Amos pulled her keyboard close again and typed, seven letters, and clicked. Reacher saw the screen change, reflected in her eyes.
“Just one more hit,” she said. “More than seventy-some years after the first. You must be a relatively law-abiding family.” She clicked again, and read out loud, “About a year and a half ago a patrol car responded to the county offices because a customer was causing a disturbance. Yelling, shouting, behaving in a threatening manner. The uniforms calmed him down and he apologized and it went no further. He gave his name as Mark Reacher. Resident outside the jurisdiction.”
“Age?”
“Then twenty-six.”
“He could be my distant nephew, many times removed. What was he upset about?”
“He claimed a building permit was slow coming through. He claimed he was renovating a motel somewhere out of town.”
After thirty minutes in the sun Patty went inside to use the bathroom. On her way back she stopped at the vanity opposite the end of the bed. She looked in the mirror and blew her nose. She balled up the tissue and lobbed it toward the trash can.
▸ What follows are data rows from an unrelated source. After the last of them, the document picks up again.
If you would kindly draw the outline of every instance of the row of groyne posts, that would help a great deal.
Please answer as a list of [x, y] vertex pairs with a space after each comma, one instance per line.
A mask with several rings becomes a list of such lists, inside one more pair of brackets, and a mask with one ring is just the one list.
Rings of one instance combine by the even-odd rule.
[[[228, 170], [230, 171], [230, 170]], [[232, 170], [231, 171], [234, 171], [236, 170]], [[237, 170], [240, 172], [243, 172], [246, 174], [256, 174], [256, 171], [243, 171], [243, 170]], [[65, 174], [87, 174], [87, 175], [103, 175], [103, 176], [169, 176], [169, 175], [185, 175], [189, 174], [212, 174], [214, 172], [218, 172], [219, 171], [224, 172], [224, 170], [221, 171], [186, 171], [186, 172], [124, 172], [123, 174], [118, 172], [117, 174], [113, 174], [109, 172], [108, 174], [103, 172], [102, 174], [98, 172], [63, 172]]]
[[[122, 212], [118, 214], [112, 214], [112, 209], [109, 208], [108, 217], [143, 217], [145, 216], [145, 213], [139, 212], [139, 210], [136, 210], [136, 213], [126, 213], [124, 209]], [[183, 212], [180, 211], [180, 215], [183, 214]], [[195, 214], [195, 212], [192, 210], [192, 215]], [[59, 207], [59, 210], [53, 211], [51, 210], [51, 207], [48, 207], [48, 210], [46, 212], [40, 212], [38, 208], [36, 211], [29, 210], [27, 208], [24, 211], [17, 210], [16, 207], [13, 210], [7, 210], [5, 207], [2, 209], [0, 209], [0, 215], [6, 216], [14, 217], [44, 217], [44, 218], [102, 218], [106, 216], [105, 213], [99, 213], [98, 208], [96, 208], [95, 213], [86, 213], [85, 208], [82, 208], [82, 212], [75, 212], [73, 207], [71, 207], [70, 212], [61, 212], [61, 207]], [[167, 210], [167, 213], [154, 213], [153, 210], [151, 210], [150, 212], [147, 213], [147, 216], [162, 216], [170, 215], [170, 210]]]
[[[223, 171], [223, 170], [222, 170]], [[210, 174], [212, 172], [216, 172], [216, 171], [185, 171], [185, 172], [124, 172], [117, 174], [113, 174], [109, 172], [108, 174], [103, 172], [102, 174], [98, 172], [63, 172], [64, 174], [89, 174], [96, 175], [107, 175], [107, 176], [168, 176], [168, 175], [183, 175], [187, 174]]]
She missed. She bent down to correct her error. She was Canadian.
She saw a used cotton bud in the dent where the carpet met the wall. Not hers. She didn’t use them. It was deep in the shadows, at the back of the knee hole under the vanity, beyond the legs of the stool. Imperfect housekeeping, no question, but understandable. Maybe even inevitable. Maybe it had been pressed deeper into its hiding place by the wheels of the vacuum cleaner itself.
Except.
She called out, “Shorty, come take a look at this.”
Shorty got up out of his chair and stepped in the room.
He left the door wide open.
Patty pointed.
Shorty said, “It’s for cleaning your ears. Or drying them. Maybe both. They have two ends. I’ve seen them in the drugstore.”